Después de sustos y sobresaltos una madrugada Juliac consiguió ocultar a su amigo y camarada de toda la vida en un barco que estaba surto en La Guaira y estaba por zarpar.
- No fue en un camarote - aclaró Miguel, ante la mirada burlona de Juliac-. Me encerró en un closet, Supondrán el enorme calor que hacía allí adentro. Y tuve que esperar horas para salir de aquel encierro, ya cuando el barco estaba en alta mar. ¡Y entonces vino lo bueno! El capitán me descubrió. Estaba muy molesto. Le dije que yo era un millonario enemigo del régimen de Gómez que huía porque me iban a matar y que estaba dispuesto a pagarle no solo el pasaje sino los gastos que tuviera que enfrentar si debía desviarse, porque, como comprendería, en Curazao me solicitaban a raíz de Ia Toma de la Isla por Machado y Urbina para iniciar la invasión a Venezuela por el Estado Falcón y allí no podía dejarme.

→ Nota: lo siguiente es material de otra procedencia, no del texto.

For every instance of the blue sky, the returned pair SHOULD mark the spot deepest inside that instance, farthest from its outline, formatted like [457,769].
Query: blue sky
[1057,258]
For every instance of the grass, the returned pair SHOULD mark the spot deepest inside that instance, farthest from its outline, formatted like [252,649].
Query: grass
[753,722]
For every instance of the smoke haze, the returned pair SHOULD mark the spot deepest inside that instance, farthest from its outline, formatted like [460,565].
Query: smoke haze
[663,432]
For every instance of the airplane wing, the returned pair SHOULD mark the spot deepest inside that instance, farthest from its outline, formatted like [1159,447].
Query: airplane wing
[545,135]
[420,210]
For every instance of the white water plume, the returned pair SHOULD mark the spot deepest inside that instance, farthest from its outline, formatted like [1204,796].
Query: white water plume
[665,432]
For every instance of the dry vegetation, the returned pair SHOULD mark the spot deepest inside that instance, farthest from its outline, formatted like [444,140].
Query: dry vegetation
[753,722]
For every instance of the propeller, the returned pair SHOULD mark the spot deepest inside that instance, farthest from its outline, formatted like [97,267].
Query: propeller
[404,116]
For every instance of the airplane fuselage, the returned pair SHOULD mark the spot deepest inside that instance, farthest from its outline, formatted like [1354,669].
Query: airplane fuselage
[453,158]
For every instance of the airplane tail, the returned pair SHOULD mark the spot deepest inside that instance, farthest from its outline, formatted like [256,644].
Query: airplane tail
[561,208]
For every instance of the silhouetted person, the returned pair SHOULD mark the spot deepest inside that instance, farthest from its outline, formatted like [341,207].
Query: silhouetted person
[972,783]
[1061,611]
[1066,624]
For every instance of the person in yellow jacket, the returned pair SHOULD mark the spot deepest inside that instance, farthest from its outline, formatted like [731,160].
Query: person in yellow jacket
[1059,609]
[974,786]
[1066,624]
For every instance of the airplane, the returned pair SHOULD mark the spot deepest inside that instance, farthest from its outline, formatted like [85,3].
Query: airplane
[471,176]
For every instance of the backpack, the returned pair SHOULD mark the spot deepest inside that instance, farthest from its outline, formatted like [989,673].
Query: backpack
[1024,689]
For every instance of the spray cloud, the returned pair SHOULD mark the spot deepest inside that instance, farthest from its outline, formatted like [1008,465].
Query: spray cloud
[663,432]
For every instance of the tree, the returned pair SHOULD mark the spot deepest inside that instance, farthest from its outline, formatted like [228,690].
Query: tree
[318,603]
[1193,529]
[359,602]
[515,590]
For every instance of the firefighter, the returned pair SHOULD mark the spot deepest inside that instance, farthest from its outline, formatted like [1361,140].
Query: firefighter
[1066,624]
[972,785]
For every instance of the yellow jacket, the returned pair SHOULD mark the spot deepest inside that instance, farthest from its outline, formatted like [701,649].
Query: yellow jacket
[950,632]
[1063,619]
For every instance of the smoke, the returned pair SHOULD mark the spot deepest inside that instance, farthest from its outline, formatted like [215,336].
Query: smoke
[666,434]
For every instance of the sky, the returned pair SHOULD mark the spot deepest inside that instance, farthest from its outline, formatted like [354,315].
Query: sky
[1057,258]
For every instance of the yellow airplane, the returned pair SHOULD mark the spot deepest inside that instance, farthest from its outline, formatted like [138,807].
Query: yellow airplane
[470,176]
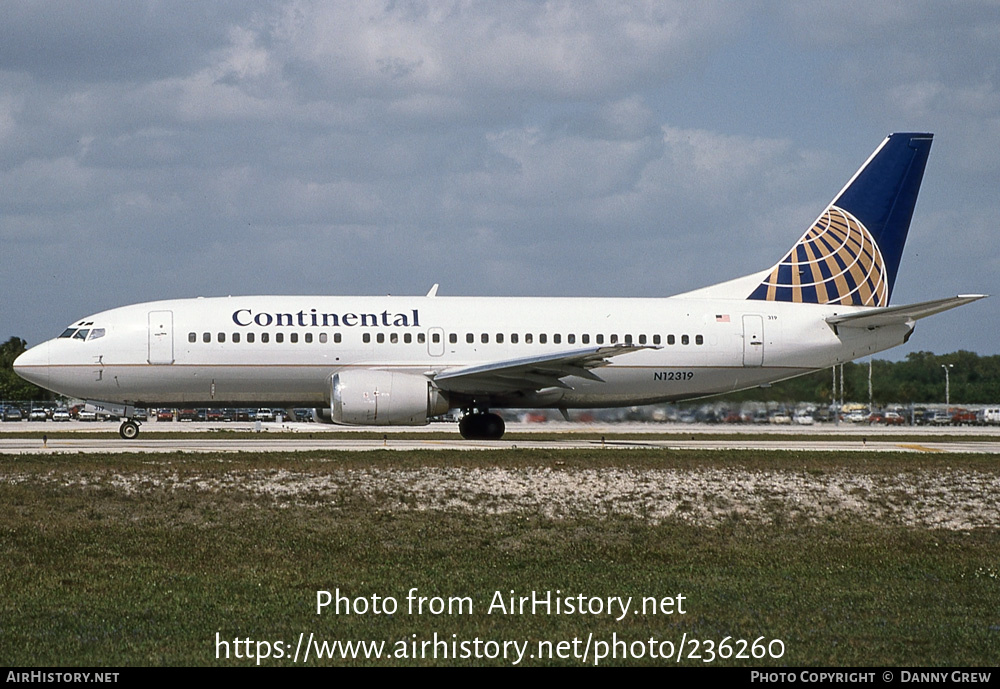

- ¡Y lo último! Estábamos en esos arreglos, a punto de quedar convencido el marino, cuando descubrieron debajo de una cama a José Tomás Jiménez Arraiz. ¿Cómo se metió al barco? No lo sabía, pero a buen seguro que de la misma manera como yo lo hice y con otros amigos tan buenos, leales y generosos como este “negrit bandit” que tú ves aquí. y saltó del escritorio en cuyo extremo se había sentado para evadir la sarta de insultos que habría de espetarle Juliac, que no se quedaba con ninguna burla, así proviniera del dueño del periódico.
(Esta crónica me la publicaron en el diario El Globo, cuyo Jefe de Redacción era Heberto Castro Pimentel, mi gran amigo).